Dated 31st March, 2017

The thirteenth meeting of the GST council signed off on the rules that will form the basis of the implementation of the singular tax reform

GST council signs off on rules, rates to be taken up in MayNew Delhi, 31st March, 2017: The prospects of a 1st July rollout of the goods and services tax (GST) brightened further on Friday.

The thirteenth meeting of the GST council signed off on the rules that will form the basis of the implementation of the singular tax reform. This leaves the council with only the time-consuming work of fitting the various goods and services into tax slabs.

Earlier this week, the Lok Sabha cleared the last batch of supporting legislation crucial for the implementation of GST. The Rajya Sabha is expected to take up these bills—tabled as money bills—next week for consideration.

GST aims to remove barriers across states and integrate the country into a common market. It will subsume a host of indirect taxes levied by the Centre and the states.

The council finalized five sets of rules relating to registration, refunds, returns, payment and invoice debit and credit. It also gave its tentative nod to four more sets of rules dealing with input tax credit, valuation, transitional provisions, and the composition scheme. These set of rules will be finalized after receiving industry feedback.

“The next meeting will be held on 18-19 May in Srinagar where besides these rules which will be given final approval, the rate structure in relation to individual commodities will be taken up for consideration. In the meanwhile, the officers’ committee will start working on the fitment of those rates,” said finance minister Arun Jaitley at a press conference.

The GST council has finalized four rate slabs—5%, 12%, 18% and 28%, besides deciding to impose a cess on certain demerit items and sin goods like tobacco, cola, luxury cars and pan masala. Foodgrain is likely to be zero-rated as the government looks to reduce the inflationary impact of this new tax regime on the common man.

Most of the services are expected to be taxed at 18% with a few services being taxed at lower rates in line with the existing abatement rates in service tax. The industry is eagerly awaiting the final laws and rules to prepare for a transition to GST.

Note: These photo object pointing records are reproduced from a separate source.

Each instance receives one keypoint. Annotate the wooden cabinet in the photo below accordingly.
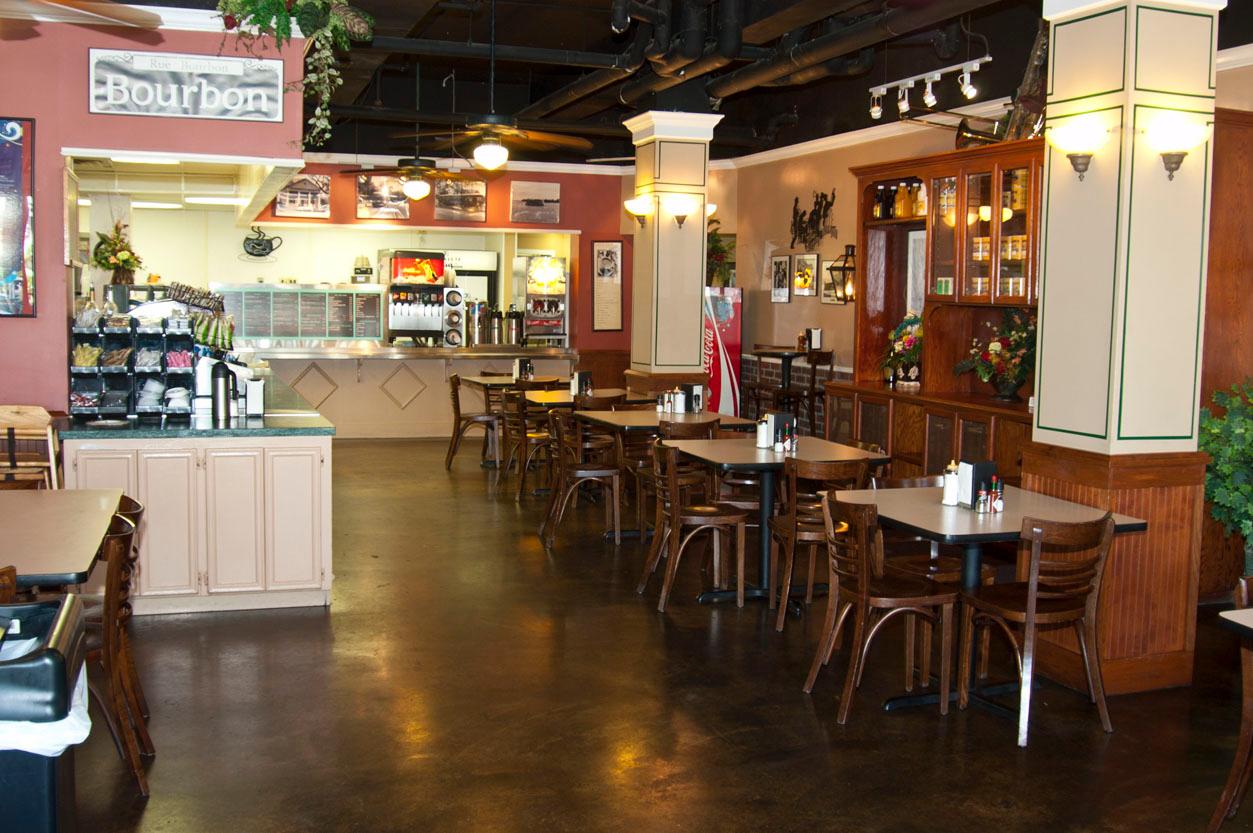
(228, 524)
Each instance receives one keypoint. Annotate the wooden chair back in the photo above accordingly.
(8, 585)
(1065, 561)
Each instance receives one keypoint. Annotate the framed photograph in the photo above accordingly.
(305, 196)
(607, 286)
(535, 202)
(381, 198)
(16, 218)
(805, 274)
(461, 199)
(781, 278)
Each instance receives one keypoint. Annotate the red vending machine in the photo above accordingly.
(723, 325)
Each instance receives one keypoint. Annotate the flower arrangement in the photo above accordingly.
(1008, 356)
(113, 253)
(905, 343)
(326, 24)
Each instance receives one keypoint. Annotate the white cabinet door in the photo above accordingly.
(169, 560)
(293, 519)
(234, 531)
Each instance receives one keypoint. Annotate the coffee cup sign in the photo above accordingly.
(189, 87)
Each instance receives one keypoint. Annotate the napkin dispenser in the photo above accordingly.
(970, 477)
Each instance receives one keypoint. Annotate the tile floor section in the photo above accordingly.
(467, 680)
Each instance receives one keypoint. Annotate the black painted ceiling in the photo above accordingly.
(450, 88)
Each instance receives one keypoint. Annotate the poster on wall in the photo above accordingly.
(607, 286)
(781, 279)
(535, 202)
(305, 196)
(16, 217)
(461, 199)
(381, 198)
(805, 274)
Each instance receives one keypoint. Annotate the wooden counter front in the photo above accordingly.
(924, 431)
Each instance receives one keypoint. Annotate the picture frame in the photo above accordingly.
(16, 218)
(781, 278)
(607, 286)
(805, 274)
(381, 197)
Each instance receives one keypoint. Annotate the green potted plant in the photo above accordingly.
(1008, 357)
(1227, 437)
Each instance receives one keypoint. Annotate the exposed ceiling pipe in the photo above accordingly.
(593, 82)
(504, 51)
(847, 67)
(865, 33)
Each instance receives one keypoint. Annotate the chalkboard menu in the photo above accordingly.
(286, 312)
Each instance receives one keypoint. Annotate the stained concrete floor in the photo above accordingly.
(465, 679)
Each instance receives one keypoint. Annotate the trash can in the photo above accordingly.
(43, 713)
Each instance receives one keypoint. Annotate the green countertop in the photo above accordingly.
(287, 415)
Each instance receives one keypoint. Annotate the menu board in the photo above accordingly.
(257, 322)
(366, 312)
(312, 315)
(285, 315)
(338, 315)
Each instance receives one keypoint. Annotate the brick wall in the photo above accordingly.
(768, 372)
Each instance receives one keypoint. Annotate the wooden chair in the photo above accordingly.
(677, 522)
(113, 689)
(573, 469)
(1051, 591)
(801, 520)
(861, 589)
(462, 422)
(28, 445)
(1238, 778)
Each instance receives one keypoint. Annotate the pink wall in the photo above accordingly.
(590, 203)
(45, 67)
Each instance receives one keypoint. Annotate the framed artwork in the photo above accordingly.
(305, 196)
(805, 274)
(16, 217)
(781, 278)
(381, 198)
(607, 286)
(461, 199)
(535, 202)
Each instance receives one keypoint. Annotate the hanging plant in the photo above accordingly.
(326, 24)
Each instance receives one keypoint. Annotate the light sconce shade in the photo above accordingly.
(1173, 134)
(681, 206)
(1079, 138)
(639, 207)
(490, 154)
(416, 188)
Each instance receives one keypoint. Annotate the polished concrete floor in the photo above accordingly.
(465, 679)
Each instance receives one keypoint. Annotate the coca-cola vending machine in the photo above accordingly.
(721, 343)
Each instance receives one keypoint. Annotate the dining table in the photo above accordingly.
(51, 536)
(920, 511)
(743, 455)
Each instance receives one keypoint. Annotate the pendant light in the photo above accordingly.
(490, 154)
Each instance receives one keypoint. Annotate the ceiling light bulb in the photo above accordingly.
(416, 188)
(490, 154)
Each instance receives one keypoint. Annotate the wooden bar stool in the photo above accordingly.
(1054, 590)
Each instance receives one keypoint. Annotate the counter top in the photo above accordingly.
(380, 350)
(287, 415)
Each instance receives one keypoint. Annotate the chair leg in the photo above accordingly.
(1091, 664)
(965, 645)
(945, 655)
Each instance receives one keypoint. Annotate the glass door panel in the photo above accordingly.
(979, 237)
(944, 237)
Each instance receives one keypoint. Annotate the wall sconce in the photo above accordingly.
(1079, 138)
(639, 207)
(843, 273)
(1173, 134)
(681, 206)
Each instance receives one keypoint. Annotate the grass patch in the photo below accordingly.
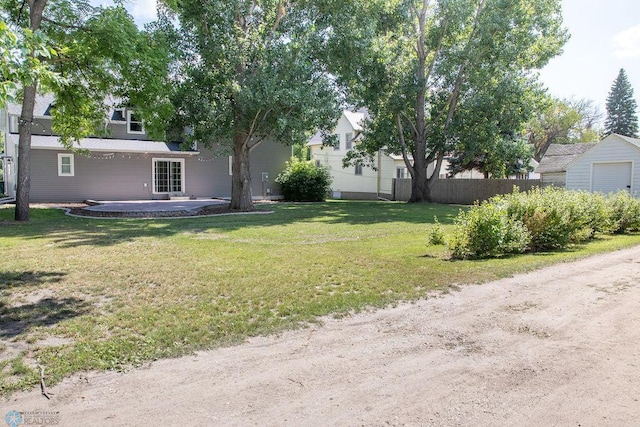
(85, 294)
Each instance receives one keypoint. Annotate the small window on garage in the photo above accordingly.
(65, 165)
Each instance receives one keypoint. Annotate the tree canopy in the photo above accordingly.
(84, 55)
(419, 66)
(249, 71)
(558, 121)
(621, 106)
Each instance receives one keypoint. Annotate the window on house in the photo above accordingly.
(134, 124)
(118, 115)
(65, 165)
(13, 124)
(168, 175)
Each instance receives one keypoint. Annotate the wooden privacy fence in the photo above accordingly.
(464, 191)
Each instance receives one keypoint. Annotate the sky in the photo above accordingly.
(605, 37)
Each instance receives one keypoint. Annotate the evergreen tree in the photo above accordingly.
(621, 108)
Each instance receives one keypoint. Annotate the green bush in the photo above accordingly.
(487, 231)
(302, 181)
(624, 212)
(556, 217)
(436, 233)
(541, 220)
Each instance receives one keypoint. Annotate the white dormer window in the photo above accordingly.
(349, 141)
(118, 115)
(134, 123)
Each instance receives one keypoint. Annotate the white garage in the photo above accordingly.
(609, 166)
(611, 177)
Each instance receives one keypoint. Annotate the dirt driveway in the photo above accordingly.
(559, 346)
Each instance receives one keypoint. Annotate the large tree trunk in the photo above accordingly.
(24, 154)
(36, 8)
(241, 199)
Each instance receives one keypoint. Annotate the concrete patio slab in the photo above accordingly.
(153, 205)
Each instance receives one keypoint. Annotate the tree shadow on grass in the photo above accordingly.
(15, 320)
(44, 311)
(21, 279)
(66, 232)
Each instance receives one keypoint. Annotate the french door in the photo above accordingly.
(168, 176)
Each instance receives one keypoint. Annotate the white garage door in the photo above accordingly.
(611, 177)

Experts said the time available for businesses to prepare for GST rollout was limited but should make every effort to measure up to it.

“The government is very keen to implement the tax reform from 1 July. The industry should cooperate and overcome the hurdles they face in terms of having IT systems in place and bringing the changes needed in their processes. It is a great achievement for the government to have finalized the laws and rules in the same week,” said Prashant Deshpande, partner, Deloitte Haskins & Sells LLP.